Asseguram que vão voltar a se manifestar nesta quinta-feira (20) e não informaram se vão fechar a pista. Poderão se reunir apenas em frente à sede da Aracruz Celulose (Fibria). Todos os quilombolas ouvidos, como Berto  Florentino, asseguram que nada vai parar o movimento, até que os quatro presos sejam soltos. 
 
Também há disposição para manter a luta até que o território quilombola seja devolvido à comunidade quilombola tanto pela Aracruz Celulose (Fibria) como pela Suzano, que também ocupa uma parte do território.

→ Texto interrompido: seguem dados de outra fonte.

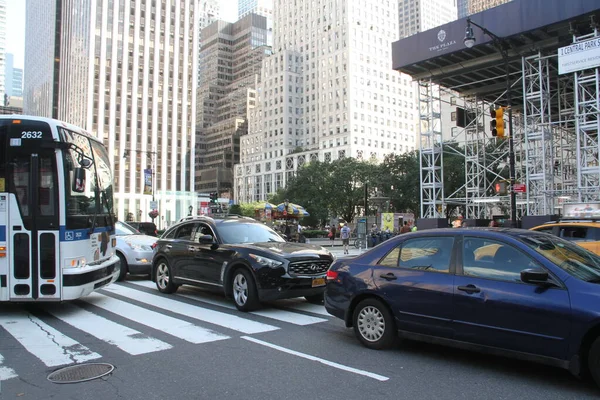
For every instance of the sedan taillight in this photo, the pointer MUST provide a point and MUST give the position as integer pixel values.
(331, 275)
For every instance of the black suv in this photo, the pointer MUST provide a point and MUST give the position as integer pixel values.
(241, 257)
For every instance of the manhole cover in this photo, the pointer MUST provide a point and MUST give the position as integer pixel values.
(80, 373)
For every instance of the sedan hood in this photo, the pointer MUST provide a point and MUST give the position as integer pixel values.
(287, 249)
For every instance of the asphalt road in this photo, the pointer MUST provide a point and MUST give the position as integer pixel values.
(195, 345)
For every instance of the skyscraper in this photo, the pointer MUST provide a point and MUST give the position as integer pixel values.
(327, 92)
(468, 7)
(421, 15)
(13, 78)
(230, 61)
(126, 71)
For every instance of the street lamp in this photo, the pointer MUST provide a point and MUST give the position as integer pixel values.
(500, 45)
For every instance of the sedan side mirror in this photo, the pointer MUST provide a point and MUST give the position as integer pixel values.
(536, 276)
(206, 239)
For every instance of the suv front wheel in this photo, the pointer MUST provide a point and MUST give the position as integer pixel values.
(243, 288)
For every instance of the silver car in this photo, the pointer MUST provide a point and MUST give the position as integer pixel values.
(134, 250)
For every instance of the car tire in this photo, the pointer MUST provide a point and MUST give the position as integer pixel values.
(243, 289)
(315, 298)
(593, 361)
(163, 277)
(123, 267)
(374, 324)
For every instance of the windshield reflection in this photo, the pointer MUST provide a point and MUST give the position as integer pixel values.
(571, 258)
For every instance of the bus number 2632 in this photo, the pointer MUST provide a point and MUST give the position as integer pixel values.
(31, 135)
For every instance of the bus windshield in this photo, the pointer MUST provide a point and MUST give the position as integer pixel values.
(95, 197)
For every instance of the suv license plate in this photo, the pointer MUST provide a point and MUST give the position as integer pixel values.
(318, 282)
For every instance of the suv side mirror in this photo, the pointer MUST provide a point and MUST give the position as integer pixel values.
(536, 276)
(206, 239)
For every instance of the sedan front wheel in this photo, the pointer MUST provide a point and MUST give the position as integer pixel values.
(374, 324)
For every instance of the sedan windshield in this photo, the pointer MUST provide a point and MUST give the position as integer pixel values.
(235, 233)
(571, 258)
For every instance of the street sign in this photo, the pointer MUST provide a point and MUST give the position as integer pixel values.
(520, 188)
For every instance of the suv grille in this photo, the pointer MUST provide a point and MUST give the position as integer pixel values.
(310, 267)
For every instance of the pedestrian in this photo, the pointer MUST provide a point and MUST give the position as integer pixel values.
(345, 236)
(332, 235)
(405, 228)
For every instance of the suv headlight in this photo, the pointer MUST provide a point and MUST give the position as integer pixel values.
(267, 262)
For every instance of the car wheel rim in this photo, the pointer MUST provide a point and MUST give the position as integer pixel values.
(371, 324)
(162, 276)
(240, 289)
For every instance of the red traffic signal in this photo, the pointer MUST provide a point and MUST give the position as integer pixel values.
(497, 123)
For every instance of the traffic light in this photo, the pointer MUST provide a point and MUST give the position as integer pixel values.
(497, 123)
(501, 188)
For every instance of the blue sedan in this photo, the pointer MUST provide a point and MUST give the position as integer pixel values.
(511, 292)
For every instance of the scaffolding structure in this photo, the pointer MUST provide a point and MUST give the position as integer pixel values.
(555, 140)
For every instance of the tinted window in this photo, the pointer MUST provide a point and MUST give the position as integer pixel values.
(184, 232)
(232, 232)
(485, 258)
(432, 253)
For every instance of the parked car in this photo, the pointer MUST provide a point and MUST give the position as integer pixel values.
(584, 232)
(148, 228)
(134, 250)
(240, 257)
(513, 292)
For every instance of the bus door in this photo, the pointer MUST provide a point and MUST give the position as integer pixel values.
(33, 226)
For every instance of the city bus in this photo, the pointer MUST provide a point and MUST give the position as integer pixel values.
(57, 223)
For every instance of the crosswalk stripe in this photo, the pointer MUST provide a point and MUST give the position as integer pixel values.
(280, 315)
(172, 326)
(127, 339)
(44, 342)
(203, 314)
(5, 372)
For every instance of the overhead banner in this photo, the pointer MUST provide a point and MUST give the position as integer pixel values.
(579, 56)
(148, 181)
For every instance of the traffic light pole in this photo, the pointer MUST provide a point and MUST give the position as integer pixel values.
(498, 42)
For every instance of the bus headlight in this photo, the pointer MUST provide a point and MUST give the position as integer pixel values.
(77, 262)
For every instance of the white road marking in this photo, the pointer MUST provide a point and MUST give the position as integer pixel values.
(322, 361)
(203, 314)
(44, 342)
(273, 313)
(5, 372)
(127, 339)
(172, 326)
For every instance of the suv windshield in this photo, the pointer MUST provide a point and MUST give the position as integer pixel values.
(124, 229)
(571, 258)
(233, 232)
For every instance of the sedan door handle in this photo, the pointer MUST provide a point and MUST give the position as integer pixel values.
(469, 289)
(389, 276)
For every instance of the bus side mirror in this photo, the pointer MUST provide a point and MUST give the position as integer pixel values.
(78, 180)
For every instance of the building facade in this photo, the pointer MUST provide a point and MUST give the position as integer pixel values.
(3, 98)
(13, 78)
(128, 73)
(327, 92)
(421, 15)
(468, 7)
(230, 60)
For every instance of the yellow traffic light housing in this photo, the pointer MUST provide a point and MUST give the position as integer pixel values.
(497, 123)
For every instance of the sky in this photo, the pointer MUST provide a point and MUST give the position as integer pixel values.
(15, 25)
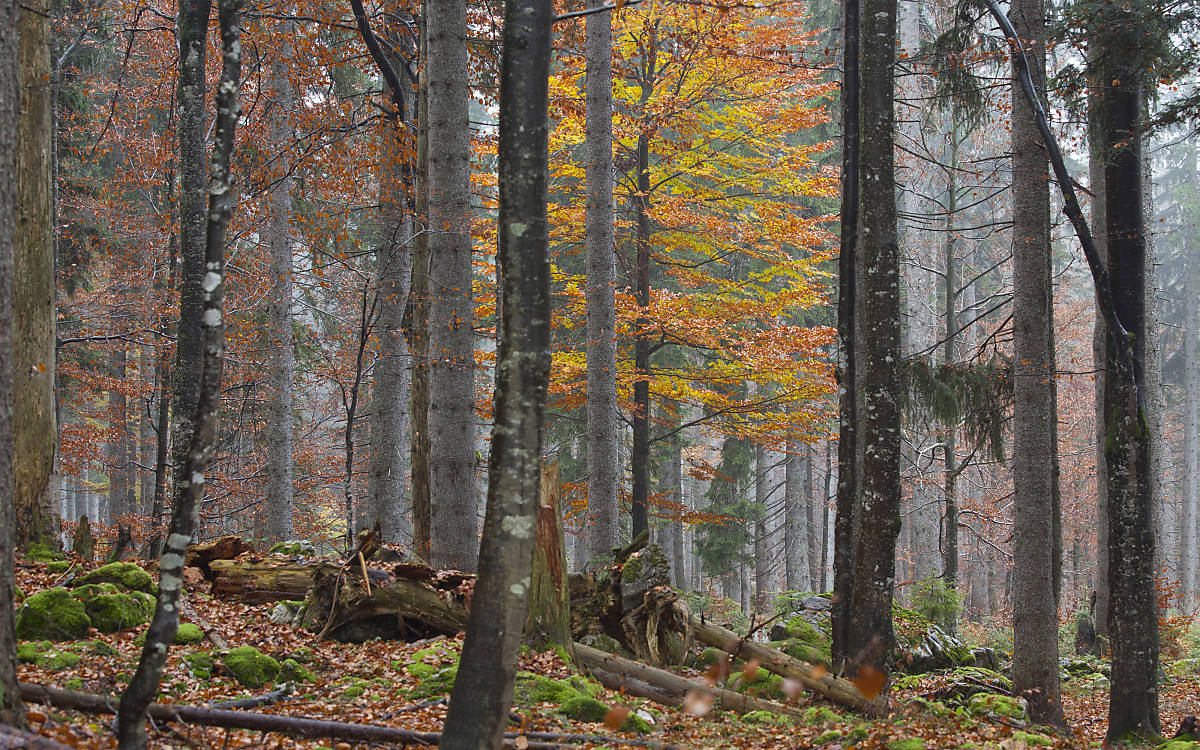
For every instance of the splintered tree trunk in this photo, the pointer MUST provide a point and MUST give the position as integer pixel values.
(1035, 611)
(389, 409)
(131, 731)
(280, 358)
(870, 635)
(33, 279)
(604, 461)
(550, 599)
(12, 712)
(451, 413)
(483, 693)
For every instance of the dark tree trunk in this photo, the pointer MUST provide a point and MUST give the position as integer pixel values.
(847, 383)
(870, 635)
(1035, 611)
(12, 712)
(131, 729)
(483, 693)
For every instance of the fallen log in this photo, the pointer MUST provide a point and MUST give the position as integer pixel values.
(283, 724)
(833, 688)
(667, 688)
(11, 738)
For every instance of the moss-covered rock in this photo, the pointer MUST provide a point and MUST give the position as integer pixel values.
(1033, 741)
(250, 666)
(115, 612)
(199, 664)
(52, 615)
(1000, 706)
(822, 714)
(189, 634)
(582, 708)
(125, 575)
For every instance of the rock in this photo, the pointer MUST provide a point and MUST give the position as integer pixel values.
(294, 547)
(582, 708)
(999, 706)
(52, 615)
(189, 634)
(125, 575)
(251, 667)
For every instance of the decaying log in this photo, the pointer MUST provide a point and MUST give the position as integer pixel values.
(283, 724)
(11, 738)
(223, 549)
(264, 581)
(833, 688)
(667, 688)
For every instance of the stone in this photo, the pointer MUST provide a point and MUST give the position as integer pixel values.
(52, 615)
(250, 666)
(125, 575)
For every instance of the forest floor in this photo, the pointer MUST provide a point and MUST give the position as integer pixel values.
(377, 683)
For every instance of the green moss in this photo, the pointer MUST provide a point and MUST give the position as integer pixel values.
(582, 708)
(125, 575)
(189, 634)
(52, 615)
(199, 664)
(822, 714)
(61, 660)
(292, 671)
(994, 705)
(634, 723)
(1033, 741)
(251, 667)
(115, 612)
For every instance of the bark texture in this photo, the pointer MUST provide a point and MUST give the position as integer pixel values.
(1035, 607)
(451, 355)
(12, 712)
(604, 462)
(483, 693)
(35, 436)
(281, 355)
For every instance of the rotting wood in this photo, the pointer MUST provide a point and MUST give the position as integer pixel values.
(295, 726)
(833, 688)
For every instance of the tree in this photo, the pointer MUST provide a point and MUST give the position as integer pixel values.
(604, 460)
(483, 691)
(1035, 606)
(12, 711)
(35, 436)
(451, 355)
(190, 483)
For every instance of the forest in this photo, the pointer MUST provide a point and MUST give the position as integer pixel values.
(600, 373)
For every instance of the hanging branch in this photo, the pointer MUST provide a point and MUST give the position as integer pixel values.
(131, 729)
(1122, 337)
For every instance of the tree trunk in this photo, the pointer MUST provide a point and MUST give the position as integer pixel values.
(845, 521)
(604, 461)
(281, 357)
(35, 436)
(483, 693)
(1035, 611)
(390, 394)
(870, 635)
(131, 730)
(12, 712)
(451, 414)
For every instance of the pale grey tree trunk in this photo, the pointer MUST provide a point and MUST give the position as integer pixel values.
(1035, 612)
(451, 417)
(12, 712)
(798, 499)
(601, 280)
(280, 357)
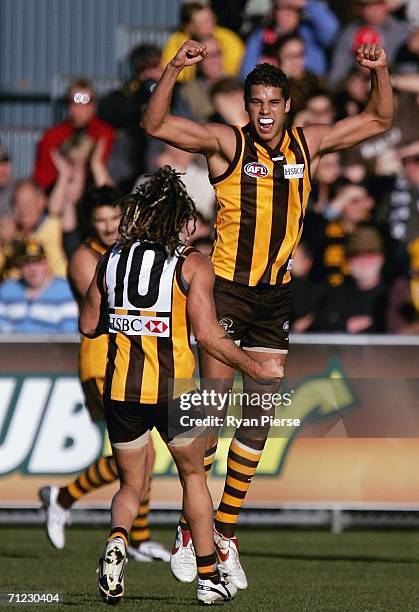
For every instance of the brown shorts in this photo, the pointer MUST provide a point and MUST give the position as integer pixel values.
(257, 318)
(127, 421)
(92, 390)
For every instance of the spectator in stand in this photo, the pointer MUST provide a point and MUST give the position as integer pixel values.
(31, 221)
(82, 128)
(378, 155)
(303, 83)
(209, 72)
(374, 24)
(307, 295)
(122, 109)
(407, 58)
(6, 183)
(227, 97)
(194, 175)
(319, 108)
(359, 304)
(312, 20)
(398, 213)
(38, 302)
(198, 22)
(351, 206)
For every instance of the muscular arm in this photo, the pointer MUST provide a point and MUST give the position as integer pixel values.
(208, 332)
(81, 270)
(375, 119)
(90, 310)
(188, 135)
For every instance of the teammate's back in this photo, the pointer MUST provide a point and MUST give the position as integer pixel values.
(149, 331)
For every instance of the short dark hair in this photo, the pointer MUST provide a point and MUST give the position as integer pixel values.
(226, 85)
(266, 74)
(99, 196)
(187, 11)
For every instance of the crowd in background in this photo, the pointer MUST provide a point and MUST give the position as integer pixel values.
(357, 267)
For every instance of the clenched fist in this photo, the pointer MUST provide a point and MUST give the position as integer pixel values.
(190, 53)
(371, 56)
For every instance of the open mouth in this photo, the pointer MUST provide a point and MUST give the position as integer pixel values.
(265, 124)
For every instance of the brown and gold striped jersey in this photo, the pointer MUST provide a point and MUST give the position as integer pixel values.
(262, 198)
(149, 330)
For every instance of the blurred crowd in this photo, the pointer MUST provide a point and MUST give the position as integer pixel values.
(357, 267)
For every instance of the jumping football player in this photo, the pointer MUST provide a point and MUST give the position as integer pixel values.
(262, 179)
(149, 289)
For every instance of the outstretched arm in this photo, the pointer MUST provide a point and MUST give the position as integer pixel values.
(375, 119)
(178, 131)
(209, 333)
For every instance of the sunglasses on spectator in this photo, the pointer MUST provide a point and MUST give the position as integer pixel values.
(413, 159)
(81, 97)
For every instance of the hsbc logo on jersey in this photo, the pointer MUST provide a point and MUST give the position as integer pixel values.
(256, 170)
(293, 171)
(131, 325)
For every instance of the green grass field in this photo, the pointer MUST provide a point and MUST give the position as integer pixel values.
(288, 570)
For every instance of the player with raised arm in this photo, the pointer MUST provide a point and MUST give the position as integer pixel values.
(147, 292)
(261, 177)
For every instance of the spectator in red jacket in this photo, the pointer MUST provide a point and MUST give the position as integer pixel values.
(82, 126)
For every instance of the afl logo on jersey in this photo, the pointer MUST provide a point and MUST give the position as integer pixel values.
(256, 170)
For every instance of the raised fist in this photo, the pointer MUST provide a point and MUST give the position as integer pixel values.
(371, 56)
(190, 53)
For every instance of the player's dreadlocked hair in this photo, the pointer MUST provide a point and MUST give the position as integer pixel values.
(157, 211)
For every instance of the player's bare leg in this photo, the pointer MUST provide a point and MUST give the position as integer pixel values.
(216, 376)
(134, 472)
(198, 510)
(244, 455)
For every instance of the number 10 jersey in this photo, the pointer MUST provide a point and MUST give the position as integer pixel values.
(149, 354)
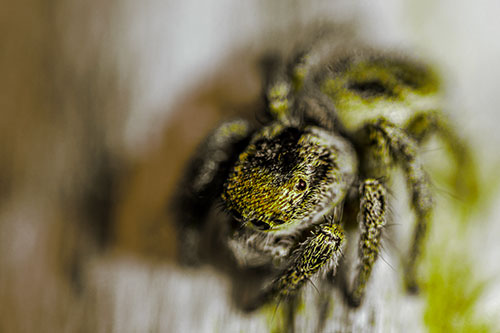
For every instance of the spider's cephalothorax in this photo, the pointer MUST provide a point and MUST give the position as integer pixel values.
(289, 175)
(338, 126)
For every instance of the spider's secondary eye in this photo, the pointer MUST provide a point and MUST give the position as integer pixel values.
(301, 185)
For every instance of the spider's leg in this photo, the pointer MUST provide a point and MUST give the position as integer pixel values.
(321, 251)
(404, 149)
(465, 177)
(203, 182)
(372, 219)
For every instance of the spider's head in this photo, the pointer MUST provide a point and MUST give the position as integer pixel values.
(287, 175)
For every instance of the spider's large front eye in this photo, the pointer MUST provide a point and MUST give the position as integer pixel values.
(301, 185)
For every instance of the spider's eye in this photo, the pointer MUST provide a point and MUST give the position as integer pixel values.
(236, 215)
(301, 185)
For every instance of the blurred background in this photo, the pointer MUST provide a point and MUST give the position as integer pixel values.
(101, 104)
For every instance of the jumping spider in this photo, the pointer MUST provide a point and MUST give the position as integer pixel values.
(340, 121)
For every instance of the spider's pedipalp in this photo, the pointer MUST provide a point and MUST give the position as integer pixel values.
(321, 251)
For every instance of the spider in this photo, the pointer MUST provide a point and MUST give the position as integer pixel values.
(271, 197)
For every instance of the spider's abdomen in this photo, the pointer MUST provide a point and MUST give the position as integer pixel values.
(366, 88)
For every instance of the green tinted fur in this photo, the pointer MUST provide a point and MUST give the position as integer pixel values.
(338, 129)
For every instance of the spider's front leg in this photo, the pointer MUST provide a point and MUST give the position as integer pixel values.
(372, 219)
(203, 181)
(404, 149)
(465, 177)
(321, 251)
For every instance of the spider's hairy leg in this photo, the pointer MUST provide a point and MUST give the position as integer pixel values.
(372, 219)
(404, 149)
(203, 181)
(321, 251)
(465, 177)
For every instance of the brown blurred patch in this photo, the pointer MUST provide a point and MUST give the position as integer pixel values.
(143, 222)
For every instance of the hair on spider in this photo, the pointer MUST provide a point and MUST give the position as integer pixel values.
(338, 120)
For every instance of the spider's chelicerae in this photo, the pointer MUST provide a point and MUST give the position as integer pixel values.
(270, 198)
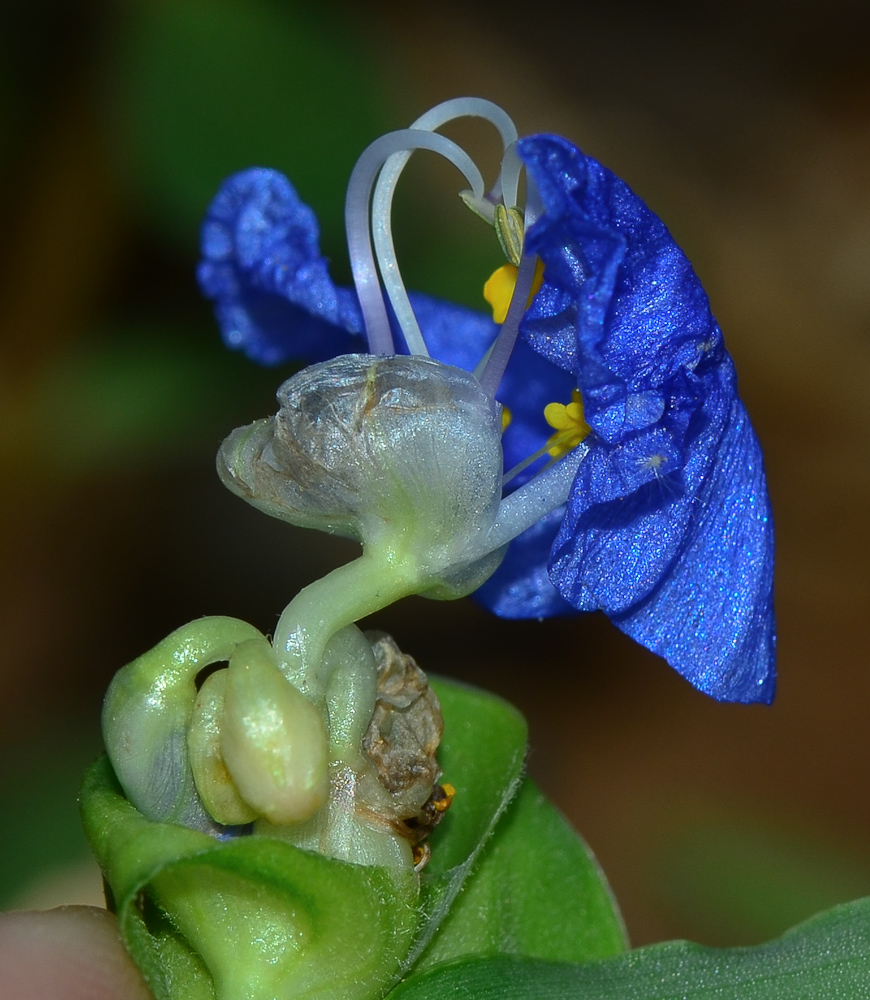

Há décadas os quilombolas lutam contra a usurpação de suas terras. Há toda uma trama nesta ocupação, que contou com doações de terras do governo do Estado em plena ditadura militar, com a ocupação de terras devolutas, e grilagem,  com uso de força. A Aracruz Celulose (Fibria) tomou dos quilombolas grande parte do antigo Território de  Sapê do Norte, formado por Conceição da Barra e São Mateus. 

 
O uso intensivo da terra com plantios de eucalipto, uma espécie exótica e que impede não só o crescimento de outras plantas nas suas proximidades, como toda a biodiversidade, criou um deserto verde. Os poucos quilombolas que conseguiram resistir em minúsculos terrenos no meio dos eucaliptais têm suas águas contaminadas por venenos agrícolas usados pela empresa, e terras pouco produtivas, considerando a concorrência dos eucaliptos.
 
Terrorismo estatal
 
Segundo relatos dos moradores, já na terça-feira (18), o governo do Estado mostrava sua parceria com a Aracruz Celulose (Fibria). Dos quatro helicópteros que os contribuintes do  Espírito Santo mantêm, três foram mobilizados pelo governo para sobrevoar com rasantes, durante toda a tarde, as residências das pequenas comunidades quilombolas de Conceição da Barra.
 
Uma ação só realizada com comando direto do Palácio Anchieta, considerando a vileza do ato. O governador Paulo Hartung é antigo parceiro da empresa, de quem recebe dinheiro para suas campanhas eleitorais. Um dos mais antigos parceiros políticos do governador, Robson Leite Nascimento, o Robinho Leite, 52 anos, é subscretário de Estado no terceiro mandato de Paulo Hartung, e foi diretor da Aracruz Celulose (Fibria).
 
Lenilda Alacrino Maria Almeida, 36 anos, é quilombola residente na comunidade de São Domingos, Conceição da Barra. Graduada e pós-graduada em História, ainda faz uma nova formação universitária. Trabalha na cidade para custear seus estudos.
 
Ela relatou que os sobrevoos dos três helicópteros do governo do Estado começaram entre 13h30 e 14 horas, e só foram encerrados por volta das 18h30 dessa terça-feira.
 
“Praticaram terror, pressão psicológica. Voavam lado a lado. Passavam em toda a área. Indo e vindo”, afirma Lenilda. Ela ainda lembra de ação deste mesmo tipo praticado em 2009 (no segundo mandato de Paulo Hartung) quando, sob o mesmo pretexto para prisão dos quatro quilombolas  – roubo de restos de eucalipto não usados na produção de celulose -, um outro grupo foi preso. Seu pai, entre os presos. Também a mando da Aracruz Celulose (hoje acrescido de Fibria).
 
A voz da quilombola fica embargada ao comparar a ação do atual governo  às ações praticadas pela ditadura militar. “É chocante. Não satisfeita em tomar e explorar nossas terras, destruiu nossa cultura. Massacra nosso povo. Não temos terra, não temos água. Não temos mata. Tiraram tudo o que era nosso. Não temos como sobreviver”, afirma Lenilda Almeida. 
 
Um pouco da indignidade praticada pelo Estado contra os quatro quilombolas presos está nas mãos do juiz Salim Pimentel Elias, de Conceição da Barra. Ele decretou a prisão com base no que foi pedido pela Aracruz Celulose (Fibria). Tem o poder de soltá-los, se atender ao requerido da  defesa dos quilombolas, do advogado Péricles de Oliveira Moreno.